Of course, while these “side missions” are fun, the show is always about Joel and Ellie, two characters that fans started rooting for from the moment the game became a hit. The good news is that Pascal and Ramsey are perfect. The star of “The Mandalorian” portrays Joel as a flawed hero without melodrama, never leaning on some of the crutches that other actors would have used for this performance. It’s a nuanced twist that balances trauma, cynicism and the character’s newfound hope in a way that always feels true. A show like this doesn’t work without relatable human emotions at the center. Not only does Pascal find it, but so does future star Ramsey, a performer who reminds me of a youth Jodie Foster in her raw truth at the moment. We believe that Joel and Ellie actually experience the events of “The Last of Us” as they unfold, even when we players know what’s going to happen, and that’s so critical to its success.

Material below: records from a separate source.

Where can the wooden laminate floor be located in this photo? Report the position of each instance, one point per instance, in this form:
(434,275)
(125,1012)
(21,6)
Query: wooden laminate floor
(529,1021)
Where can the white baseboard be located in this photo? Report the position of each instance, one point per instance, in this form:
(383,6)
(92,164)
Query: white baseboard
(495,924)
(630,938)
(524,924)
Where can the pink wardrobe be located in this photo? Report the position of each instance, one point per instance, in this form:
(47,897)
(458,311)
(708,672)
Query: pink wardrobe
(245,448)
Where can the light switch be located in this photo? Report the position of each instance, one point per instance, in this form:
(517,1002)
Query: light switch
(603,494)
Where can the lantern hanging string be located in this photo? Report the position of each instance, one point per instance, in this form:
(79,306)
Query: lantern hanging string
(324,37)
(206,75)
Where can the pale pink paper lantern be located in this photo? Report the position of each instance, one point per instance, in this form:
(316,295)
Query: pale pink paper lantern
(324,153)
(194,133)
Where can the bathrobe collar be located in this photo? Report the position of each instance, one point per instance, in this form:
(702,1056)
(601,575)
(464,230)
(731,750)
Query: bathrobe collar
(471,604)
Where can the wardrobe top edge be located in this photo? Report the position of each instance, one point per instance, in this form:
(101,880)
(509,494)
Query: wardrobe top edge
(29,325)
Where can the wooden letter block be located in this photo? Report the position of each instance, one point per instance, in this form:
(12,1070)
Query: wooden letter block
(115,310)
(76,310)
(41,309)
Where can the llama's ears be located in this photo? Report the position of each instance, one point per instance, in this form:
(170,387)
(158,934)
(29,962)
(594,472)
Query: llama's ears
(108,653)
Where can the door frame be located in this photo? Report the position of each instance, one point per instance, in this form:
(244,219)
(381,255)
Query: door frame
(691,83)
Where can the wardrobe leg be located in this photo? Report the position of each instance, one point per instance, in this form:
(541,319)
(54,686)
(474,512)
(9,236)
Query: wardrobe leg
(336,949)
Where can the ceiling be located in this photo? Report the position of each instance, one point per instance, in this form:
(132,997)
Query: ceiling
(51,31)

In terms of storytelling and design, the show becomes very familiar to gamers, almost too much at times. There are images taken directly from the game and even the excellent western-inspired score of Gustavo Santaolalla will be familiar. I would have liked a little more of the ambition in chapters three and five, episodes that will rank among the best of the season, not because they directly follow the template of anything that came before, but because they build on it and move it. I wanted a little more build up and the show feels like it’s rushing the last two episodes in a way that made me wonder if that’s where most of the compression happened when it lost a chapter from the first ten episodes, which Mazin said would happen back in July 2021.

These are minor complaints for a series of larger events, one that feels likely to satisfy anyone interested in this kind of raw, post-apocalyptic storytelling. Video game adaptations have often faltered because they didn’t take their source material seriously on a narrative level. They tried to replicate the “fun” of a video game on the big screen, and more often than not they fell flat on their faces. Druckmann and Mazin do not seek to copy how it is Game a video game; they seek to transport viewers into its world for nine episodes, allowing them to get lost in a story that is undeniably brutal and heartbreaking, but also offers hope for what’s to come. In many ways, it’s a perfect story for where we are in 2023, picking up the pieces from the last few years and finding what’s important to us again.

The entire season screened for review.